Some of these are rejects that didn’t make the final cut. The drawing of the guy in the cell and the woman silhouetted against a fence were left out because they felt too literal — too evocative of Agamben’s sometimes overused notion of ‘bare life’, which is a powerful touchstone for thinking about sovereign violence and biopolitics but which can also efface the agency of the very people who are subjected to that violence.

This is a woodcut by Ludwig Hirschfeld Mack (1893 -1965), a German Bauhaus artist who was deported to Australia from the UK during the Second World War as an ‘enemy alien’. In Australia he was sent to internment camps in Hay, Orange and Tatura, before eventually being granted citizenship. In those camps he was able to practice art and teach other internees the Bauhaus principles of self-knowledge, economy of form, and the reform of society through art. ‘Desolation’ (made in the camp at Hay) is one of the most poignant images from the history of Australian interment.
The Australian Government’s propaganda comic
In November 2013 the Australian government released an 18 page silent comic on their Customs and Border Protection website to dissuade asylum seekers from coming to Australia. The comic is mean-spirited and misleading. It tells the story of a Hazara Afghan man urged by his family to travel to Australia for a better life. He undertakes the journey via a people smuggler, only to end up in the custody of Australia’s border regime where he is transported to a detention camp (presumably Manus Island) in which he struggles to cope and falls ill. The central message is: ‘If you go to Australia without a visa, you will never be settled there’.

True to the policies of both the Liberal and Labor parties, the comic peddles a misleading narrative about Afghan asylum seekers. There is no mention of the threats they face from the Taliban and other militant organisations in Afghanistan and Pakistan. No mention of their precarious status in Iran. No reference to the insecurity that has kept millions of people in neighbouring countries for decades. The comic essentially gaslights refugees to justify Australia’s cruel and small minded policy of mandatory and indefinite detention.
In the spirit of media-jamming I swiped some images as source material for my graphic novel, which I hope tells a more accurate story of why someone leaves their country. Here are some panels from the government comic alongside my appropriation of them.




A SERCO ad
Here’s 2 pages which didn’t make the final cut of my graphic novel Still Alive. The text quoted in these pages is from a Serco job ad for a ‘Detainee Service Officer’ at the Villawood detention centre on an employment website from 2017. Serco has overseen management at the Villawood detention centre since 2009. They are a multinational company who also run private prisons in Western Australia, Queensland, New South Wales and Adelaide, and have been implicated in countless human rights abuses, including several Aboriginal and Torres Strait Islander deaths in custody.
After Serco abused some asylum seekers in Scotland in 2019, a high court found that because it was not acting as a public authority it was therefore not bound by human rights obligations. Judith Robertson, chair of the Scottish Human Rights Commission said: ‘Governments should not be able to divest themselves of their human rights obligations by outsourcing the provision of public services’. The same transferral of responsibility happens here, with the Australian government acting in cahoots with private contractors to abuse the rights of people in detention.

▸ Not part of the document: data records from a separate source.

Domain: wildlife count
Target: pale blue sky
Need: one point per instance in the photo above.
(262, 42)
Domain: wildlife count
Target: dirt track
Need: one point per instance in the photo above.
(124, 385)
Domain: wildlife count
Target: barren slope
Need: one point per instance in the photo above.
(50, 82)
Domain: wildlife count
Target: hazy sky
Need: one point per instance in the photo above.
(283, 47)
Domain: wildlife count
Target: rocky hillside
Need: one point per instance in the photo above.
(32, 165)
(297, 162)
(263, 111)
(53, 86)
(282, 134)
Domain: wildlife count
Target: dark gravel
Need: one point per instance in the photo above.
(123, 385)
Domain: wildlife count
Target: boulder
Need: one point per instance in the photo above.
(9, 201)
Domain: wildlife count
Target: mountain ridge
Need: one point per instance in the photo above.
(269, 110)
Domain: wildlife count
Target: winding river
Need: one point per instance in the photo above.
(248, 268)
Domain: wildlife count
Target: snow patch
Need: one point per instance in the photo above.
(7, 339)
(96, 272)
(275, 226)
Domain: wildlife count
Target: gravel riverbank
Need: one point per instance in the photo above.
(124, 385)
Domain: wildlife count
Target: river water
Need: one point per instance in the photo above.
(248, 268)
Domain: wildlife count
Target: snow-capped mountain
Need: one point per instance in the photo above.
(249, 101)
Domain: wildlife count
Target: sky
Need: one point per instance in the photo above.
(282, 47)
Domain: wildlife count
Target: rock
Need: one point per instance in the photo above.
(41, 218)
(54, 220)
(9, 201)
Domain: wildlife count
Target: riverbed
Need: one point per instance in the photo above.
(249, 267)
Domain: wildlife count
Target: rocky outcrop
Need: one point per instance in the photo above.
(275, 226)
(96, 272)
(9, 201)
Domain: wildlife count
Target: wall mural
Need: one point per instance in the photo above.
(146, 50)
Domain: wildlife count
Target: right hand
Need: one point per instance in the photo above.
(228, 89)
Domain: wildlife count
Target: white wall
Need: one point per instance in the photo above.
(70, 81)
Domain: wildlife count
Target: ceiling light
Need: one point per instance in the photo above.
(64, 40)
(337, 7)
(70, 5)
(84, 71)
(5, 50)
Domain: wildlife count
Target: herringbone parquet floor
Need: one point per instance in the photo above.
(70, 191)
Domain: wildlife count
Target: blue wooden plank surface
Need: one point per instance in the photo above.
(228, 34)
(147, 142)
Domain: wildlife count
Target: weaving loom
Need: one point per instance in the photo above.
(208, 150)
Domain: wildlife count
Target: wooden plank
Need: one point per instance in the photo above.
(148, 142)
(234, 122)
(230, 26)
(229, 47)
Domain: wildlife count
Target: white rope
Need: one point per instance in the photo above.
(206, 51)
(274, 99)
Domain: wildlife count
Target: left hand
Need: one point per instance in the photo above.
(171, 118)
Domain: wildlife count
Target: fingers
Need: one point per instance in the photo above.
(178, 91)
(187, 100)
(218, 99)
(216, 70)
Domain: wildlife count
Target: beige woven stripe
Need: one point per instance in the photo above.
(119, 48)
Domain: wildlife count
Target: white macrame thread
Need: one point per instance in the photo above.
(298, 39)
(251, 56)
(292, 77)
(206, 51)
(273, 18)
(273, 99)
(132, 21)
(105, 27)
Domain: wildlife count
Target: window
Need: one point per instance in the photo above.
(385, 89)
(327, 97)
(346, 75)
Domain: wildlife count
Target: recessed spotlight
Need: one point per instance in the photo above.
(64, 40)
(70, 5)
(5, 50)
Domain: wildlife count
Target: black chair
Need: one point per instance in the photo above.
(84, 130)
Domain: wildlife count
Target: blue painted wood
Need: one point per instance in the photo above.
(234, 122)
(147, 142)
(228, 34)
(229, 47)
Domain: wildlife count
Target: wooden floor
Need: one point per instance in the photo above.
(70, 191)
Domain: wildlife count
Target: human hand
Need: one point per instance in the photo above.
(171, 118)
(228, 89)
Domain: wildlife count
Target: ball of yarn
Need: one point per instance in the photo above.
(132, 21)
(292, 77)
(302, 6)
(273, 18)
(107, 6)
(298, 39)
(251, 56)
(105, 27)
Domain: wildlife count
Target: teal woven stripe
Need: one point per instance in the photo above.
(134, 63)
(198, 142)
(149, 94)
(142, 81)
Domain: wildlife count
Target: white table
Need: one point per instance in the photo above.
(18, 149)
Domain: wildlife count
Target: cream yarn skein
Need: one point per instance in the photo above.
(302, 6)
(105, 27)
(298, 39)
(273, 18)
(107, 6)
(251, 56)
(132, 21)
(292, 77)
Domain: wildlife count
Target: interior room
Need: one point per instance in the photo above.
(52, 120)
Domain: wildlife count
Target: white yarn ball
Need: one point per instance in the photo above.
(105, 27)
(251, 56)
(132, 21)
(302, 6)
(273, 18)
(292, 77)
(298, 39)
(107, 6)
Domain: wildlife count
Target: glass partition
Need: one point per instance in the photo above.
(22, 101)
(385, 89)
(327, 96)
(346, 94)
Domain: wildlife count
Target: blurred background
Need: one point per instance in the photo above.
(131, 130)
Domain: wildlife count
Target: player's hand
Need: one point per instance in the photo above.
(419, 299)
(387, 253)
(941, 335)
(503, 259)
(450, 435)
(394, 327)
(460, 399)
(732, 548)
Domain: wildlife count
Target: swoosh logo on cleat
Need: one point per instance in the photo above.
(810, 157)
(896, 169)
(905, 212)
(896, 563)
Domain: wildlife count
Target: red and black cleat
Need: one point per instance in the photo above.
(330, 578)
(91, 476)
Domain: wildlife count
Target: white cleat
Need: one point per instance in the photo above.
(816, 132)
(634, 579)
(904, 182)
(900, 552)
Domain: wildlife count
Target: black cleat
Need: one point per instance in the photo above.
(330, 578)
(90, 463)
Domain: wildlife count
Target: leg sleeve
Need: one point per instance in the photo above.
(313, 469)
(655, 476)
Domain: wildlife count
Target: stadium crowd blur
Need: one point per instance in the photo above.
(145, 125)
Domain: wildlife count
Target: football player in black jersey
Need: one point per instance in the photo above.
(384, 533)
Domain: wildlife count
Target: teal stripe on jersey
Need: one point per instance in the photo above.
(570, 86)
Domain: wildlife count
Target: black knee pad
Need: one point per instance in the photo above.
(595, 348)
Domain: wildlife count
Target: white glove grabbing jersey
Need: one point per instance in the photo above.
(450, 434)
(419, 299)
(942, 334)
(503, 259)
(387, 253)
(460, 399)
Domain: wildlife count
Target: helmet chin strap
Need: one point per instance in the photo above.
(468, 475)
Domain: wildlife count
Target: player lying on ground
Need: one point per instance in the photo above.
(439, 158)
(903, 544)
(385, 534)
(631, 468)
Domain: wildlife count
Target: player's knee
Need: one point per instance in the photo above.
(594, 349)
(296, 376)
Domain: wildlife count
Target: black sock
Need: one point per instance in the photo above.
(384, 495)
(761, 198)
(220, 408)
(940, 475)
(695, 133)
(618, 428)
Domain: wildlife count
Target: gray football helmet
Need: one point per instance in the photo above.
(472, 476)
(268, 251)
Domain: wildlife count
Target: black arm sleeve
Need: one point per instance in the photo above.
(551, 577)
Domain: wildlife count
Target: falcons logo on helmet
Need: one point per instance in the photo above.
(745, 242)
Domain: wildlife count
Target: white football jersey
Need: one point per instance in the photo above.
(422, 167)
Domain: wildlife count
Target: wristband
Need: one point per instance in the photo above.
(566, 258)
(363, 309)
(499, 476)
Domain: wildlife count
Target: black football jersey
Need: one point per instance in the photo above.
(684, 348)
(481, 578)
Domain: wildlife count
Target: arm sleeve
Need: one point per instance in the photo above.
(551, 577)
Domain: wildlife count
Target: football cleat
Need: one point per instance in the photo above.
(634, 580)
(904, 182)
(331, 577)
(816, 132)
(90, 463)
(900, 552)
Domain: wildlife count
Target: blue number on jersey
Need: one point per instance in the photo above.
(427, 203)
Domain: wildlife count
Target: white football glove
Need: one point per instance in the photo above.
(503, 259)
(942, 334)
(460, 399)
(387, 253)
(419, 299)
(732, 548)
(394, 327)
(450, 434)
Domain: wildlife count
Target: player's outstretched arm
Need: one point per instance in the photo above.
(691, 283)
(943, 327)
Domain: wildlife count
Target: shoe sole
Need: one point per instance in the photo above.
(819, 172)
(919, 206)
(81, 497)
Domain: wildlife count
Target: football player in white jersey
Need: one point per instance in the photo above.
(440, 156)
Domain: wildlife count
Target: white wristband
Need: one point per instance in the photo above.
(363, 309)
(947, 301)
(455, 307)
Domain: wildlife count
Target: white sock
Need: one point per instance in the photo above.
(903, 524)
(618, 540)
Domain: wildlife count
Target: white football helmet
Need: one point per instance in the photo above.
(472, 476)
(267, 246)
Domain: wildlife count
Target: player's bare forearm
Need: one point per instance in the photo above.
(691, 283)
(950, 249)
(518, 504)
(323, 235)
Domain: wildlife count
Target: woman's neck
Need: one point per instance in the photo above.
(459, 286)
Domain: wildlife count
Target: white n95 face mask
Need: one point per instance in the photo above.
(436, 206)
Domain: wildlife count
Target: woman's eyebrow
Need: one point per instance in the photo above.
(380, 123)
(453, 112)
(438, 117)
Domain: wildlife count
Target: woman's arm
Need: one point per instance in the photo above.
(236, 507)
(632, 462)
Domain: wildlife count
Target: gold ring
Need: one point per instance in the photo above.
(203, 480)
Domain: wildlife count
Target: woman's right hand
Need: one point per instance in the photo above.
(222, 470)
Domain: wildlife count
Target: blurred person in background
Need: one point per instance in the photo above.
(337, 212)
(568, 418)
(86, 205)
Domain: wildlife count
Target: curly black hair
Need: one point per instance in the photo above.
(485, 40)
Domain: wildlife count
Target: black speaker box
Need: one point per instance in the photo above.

Detainees can be roughhoused and degraded and their complaint system doesn’t work. Last year Home affairs tried to suppress the release of Serco’s immigration detention centre operating manual, knowing it would lead to human rights complaints, which they claimed would ‘intimidate’ Serco personnel. However we can, responsible individuals, companies and institutions need to divest from and sanction such toxic, abusive and morally vacuous contractors.